К циклу преданий о происхождении островной топонимики примыкают предания, основанные на змееборческих мотивах: «В Кандалакшской губе есть группа каменистых островов, называемых Робьяками. На одном из этих Робьяков жил некогда страшный змей, наводивший ужас на береговых жителей. Но, подобно всем злодеям, притеснявшим поморов, он тоже погиб от руки человека, неизвестно откуда пришедшего и куда исчезнувшего. До сих пор на островке том туземцы показывают большой четвероугольный камень с отверстием в средине, под которым начинается глубокая пещера, служившая жилищем страшного чудовища»75. «Змеиная» природа острова отчетливо проступает в островных преданиях Онежского озера: «Около Петрозаводска на Онежском озере есть Мать-остров. На нем водится много змей. И люди боятся туда ходить. Там никто не живет. В народе говорят, что тут большой клад схоронен, поэтому змей без свету не живет»76. «В деревне Кижи существует предание, что св. Митр. Филипп до своего пострижения жил будто бы в соседней Жареской деревне у одного богатого крестьянина работником. Он оставил о себе память. Один раз он заклял на южном конце острова змей, которые развелись там в большом количестве и мешали пастись скотине»77. Змееборческий мотив, прослеживаемый в беломорских и онежских преданиях, соотносит остров с топографией основного мифа о поединке Громовержца с его противником Змеем, который происходил в самое сакральное время и в самом сакральном месте (центр мира). Следовательно, остров выступает как некий «пуп земли», поднявшийся из вод мирового хаоса во времена творения.
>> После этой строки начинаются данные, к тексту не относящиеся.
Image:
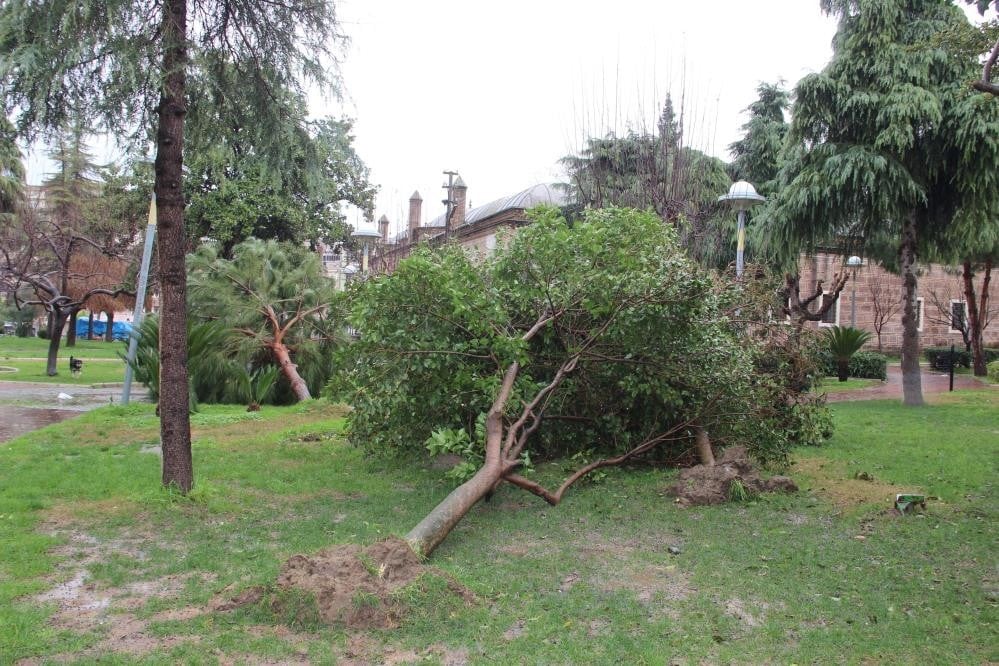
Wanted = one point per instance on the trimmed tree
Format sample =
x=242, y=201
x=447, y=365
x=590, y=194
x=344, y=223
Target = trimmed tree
x=887, y=141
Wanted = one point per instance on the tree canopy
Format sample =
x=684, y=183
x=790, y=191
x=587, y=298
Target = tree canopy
x=887, y=142
x=598, y=339
x=128, y=66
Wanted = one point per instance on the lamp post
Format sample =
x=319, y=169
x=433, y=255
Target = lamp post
x=854, y=262
x=741, y=197
x=366, y=235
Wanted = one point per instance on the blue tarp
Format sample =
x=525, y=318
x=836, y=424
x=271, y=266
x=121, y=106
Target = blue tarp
x=119, y=330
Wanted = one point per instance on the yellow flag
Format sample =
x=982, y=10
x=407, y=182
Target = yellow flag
x=152, y=211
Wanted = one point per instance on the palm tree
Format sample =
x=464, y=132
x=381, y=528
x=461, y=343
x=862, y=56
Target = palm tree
x=844, y=342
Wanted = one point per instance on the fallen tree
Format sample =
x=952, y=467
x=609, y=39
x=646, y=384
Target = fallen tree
x=598, y=341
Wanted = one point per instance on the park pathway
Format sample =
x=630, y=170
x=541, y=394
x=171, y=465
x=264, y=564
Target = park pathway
x=27, y=406
x=934, y=382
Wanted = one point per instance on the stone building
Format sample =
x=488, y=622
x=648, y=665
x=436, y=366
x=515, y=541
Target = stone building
x=874, y=299
x=871, y=301
x=479, y=228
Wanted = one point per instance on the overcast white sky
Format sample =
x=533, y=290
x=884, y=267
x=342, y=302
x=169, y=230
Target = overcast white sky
x=499, y=91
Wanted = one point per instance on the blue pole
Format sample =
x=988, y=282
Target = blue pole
x=140, y=299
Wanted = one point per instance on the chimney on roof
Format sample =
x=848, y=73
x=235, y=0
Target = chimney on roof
x=383, y=228
x=460, y=198
x=415, y=204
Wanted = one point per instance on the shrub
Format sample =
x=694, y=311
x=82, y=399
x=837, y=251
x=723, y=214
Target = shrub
x=844, y=342
x=863, y=365
x=939, y=357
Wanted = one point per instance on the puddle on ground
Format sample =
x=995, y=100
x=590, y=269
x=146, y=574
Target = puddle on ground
x=16, y=421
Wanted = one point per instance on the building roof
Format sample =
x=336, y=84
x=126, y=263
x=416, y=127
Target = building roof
x=538, y=194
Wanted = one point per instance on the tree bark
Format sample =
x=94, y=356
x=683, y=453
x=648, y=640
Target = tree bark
x=290, y=370
x=109, y=331
x=433, y=529
x=975, y=315
x=703, y=444
x=57, y=320
x=912, y=386
x=71, y=331
x=175, y=422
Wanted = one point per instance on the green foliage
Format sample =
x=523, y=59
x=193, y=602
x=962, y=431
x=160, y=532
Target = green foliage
x=654, y=348
x=862, y=364
x=845, y=341
x=234, y=195
x=256, y=386
x=211, y=374
x=939, y=357
x=270, y=294
x=887, y=132
x=655, y=170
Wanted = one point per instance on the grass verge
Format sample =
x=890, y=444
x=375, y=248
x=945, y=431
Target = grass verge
x=825, y=576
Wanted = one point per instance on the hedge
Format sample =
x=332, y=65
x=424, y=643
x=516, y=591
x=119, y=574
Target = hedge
x=939, y=357
x=863, y=365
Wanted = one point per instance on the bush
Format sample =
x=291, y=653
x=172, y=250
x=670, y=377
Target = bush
x=939, y=357
x=440, y=334
x=863, y=365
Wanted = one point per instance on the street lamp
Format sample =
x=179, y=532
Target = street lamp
x=741, y=197
x=854, y=262
x=365, y=235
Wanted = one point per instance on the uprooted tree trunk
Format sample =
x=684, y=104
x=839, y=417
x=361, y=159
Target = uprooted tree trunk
x=290, y=370
x=978, y=314
x=504, y=445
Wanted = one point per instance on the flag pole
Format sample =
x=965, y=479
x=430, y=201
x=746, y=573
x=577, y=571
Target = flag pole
x=140, y=299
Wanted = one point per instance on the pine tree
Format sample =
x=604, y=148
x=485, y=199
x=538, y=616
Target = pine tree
x=888, y=141
x=127, y=65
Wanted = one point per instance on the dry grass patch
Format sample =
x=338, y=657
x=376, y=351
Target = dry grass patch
x=831, y=479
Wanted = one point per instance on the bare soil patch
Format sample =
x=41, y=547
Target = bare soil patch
x=356, y=587
x=701, y=484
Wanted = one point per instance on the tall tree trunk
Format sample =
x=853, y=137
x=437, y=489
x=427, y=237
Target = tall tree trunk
x=703, y=445
x=71, y=331
x=290, y=370
x=57, y=320
x=175, y=421
x=912, y=385
x=975, y=315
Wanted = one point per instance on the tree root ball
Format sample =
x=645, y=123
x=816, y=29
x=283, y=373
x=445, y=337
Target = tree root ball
x=357, y=587
x=701, y=484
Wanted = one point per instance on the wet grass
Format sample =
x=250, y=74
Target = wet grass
x=14, y=347
x=94, y=371
x=823, y=576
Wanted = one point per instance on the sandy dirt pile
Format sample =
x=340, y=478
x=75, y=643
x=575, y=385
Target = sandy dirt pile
x=356, y=586
x=701, y=484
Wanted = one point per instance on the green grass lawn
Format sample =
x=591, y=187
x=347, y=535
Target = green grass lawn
x=828, y=575
x=26, y=356
x=14, y=347
x=95, y=371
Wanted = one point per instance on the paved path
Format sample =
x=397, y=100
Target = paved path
x=933, y=382
x=27, y=406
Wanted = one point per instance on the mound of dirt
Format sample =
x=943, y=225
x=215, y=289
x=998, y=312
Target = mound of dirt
x=701, y=484
x=354, y=586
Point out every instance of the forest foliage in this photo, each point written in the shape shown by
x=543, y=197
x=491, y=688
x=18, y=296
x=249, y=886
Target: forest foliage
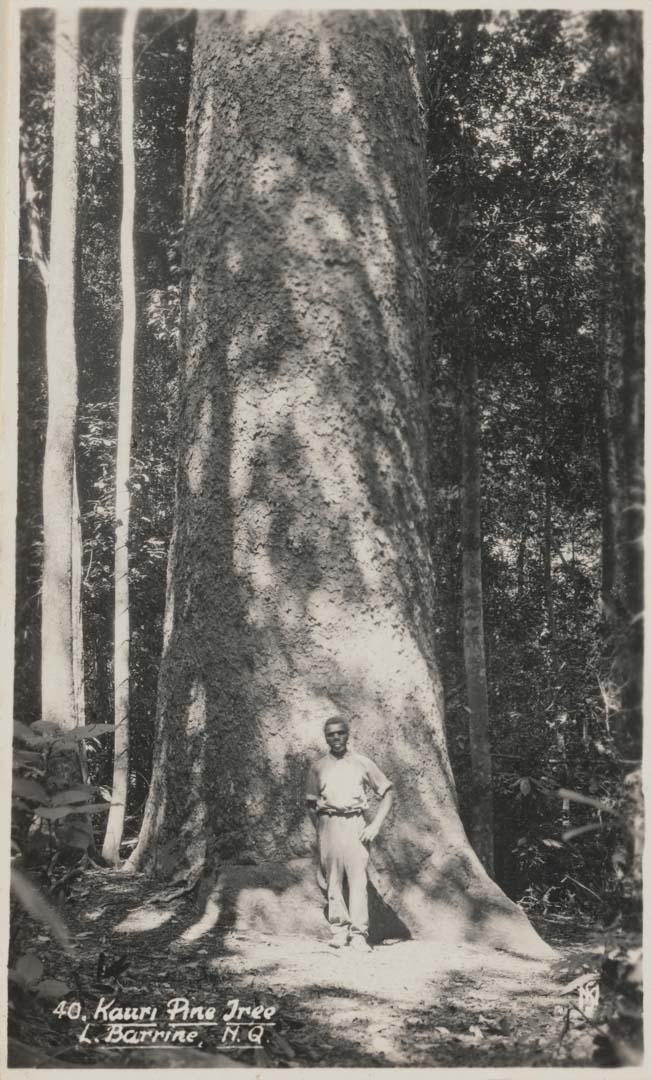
x=535, y=200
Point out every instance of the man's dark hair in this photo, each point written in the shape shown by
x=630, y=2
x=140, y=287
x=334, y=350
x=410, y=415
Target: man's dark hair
x=337, y=719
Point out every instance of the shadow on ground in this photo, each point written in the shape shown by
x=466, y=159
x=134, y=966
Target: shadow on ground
x=407, y=1003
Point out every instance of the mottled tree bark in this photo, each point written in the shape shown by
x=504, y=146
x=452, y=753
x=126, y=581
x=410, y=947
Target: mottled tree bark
x=121, y=577
x=300, y=578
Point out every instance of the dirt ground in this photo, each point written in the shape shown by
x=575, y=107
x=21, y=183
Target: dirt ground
x=408, y=1003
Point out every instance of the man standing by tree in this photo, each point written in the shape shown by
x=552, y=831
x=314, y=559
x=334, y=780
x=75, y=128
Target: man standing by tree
x=337, y=798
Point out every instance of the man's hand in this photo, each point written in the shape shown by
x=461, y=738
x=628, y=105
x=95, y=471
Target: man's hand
x=369, y=833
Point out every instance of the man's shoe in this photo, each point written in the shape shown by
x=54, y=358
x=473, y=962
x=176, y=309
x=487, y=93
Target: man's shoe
x=339, y=940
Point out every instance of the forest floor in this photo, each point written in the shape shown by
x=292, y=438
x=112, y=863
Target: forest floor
x=409, y=1003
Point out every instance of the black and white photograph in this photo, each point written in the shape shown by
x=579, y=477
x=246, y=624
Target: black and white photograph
x=323, y=538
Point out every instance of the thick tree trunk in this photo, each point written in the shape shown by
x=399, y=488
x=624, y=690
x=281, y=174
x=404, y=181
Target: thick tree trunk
x=475, y=662
x=57, y=673
x=121, y=622
x=300, y=576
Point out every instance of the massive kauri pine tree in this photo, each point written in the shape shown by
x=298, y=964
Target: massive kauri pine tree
x=300, y=580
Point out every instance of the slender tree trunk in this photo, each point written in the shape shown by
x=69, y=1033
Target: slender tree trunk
x=57, y=667
x=31, y=424
x=121, y=622
x=609, y=469
x=547, y=520
x=78, y=630
x=630, y=532
x=520, y=566
x=300, y=580
x=475, y=663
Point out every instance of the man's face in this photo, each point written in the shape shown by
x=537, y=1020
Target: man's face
x=337, y=737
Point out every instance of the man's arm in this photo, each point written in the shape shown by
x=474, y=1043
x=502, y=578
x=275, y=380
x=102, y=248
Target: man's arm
x=370, y=832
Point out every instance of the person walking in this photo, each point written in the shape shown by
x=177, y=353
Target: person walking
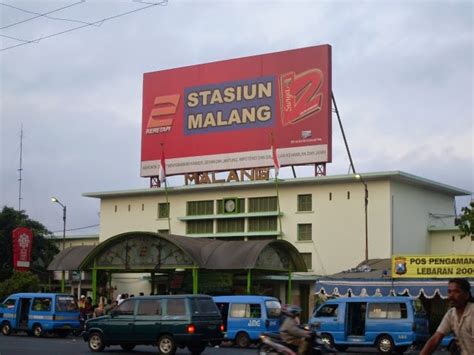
x=459, y=319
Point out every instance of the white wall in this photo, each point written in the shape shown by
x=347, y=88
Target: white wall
x=338, y=224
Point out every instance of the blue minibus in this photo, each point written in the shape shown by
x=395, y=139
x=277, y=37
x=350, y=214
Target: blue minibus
x=39, y=313
x=388, y=323
x=245, y=317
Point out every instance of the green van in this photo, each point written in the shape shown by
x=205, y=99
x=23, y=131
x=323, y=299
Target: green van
x=168, y=322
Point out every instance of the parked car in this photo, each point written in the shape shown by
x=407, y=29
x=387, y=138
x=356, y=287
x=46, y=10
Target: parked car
x=39, y=313
x=168, y=322
x=388, y=323
x=245, y=317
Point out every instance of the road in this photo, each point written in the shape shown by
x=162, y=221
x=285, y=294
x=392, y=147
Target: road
x=25, y=345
Связь острова с первобытным хаосом, с началом космогенеза, когда земля (твердь) стала отделяться от воды, прослеживается в цикле преданий о плавающих островах. В онежском предании о построении Кижской Преображенской церкви рассказывается о том, как «в один праздник, когда цветет рожь, во время, когда там была обедня, полдень, из той противоположной стороны, где много островов, приплыл остров. С этого острова выскочили разбойники в масках — лошадиные головы и хвосты, — в руках с кинжалами»78. Мотив плавающего острова, на котором обитают разбойники, дополняется мотивом вещей птицы (петуха), перевозящей остров с места на место. В пудожской топонимической легенде о происхождении названия Петуний остров говорится о том, что «этот остров лежал прежде недалеко от реки Илексы и ведомый петухом прибыл к деревне Большой Куль-наволок, недалеко от которой он остановился. Вещий петух затем улетел, а остров стоит до сих пор и прозван в память того, что привез его петух, Петуньим островом»79. Петух — это вещая птица, занимающая рубежное положение в круговороте времени (на границе дня и ночи). Н.Н. Харузин отмечает, что у крестьян Пудожского уезда петух «помещается в разряд птиц, есть которых грешно»80.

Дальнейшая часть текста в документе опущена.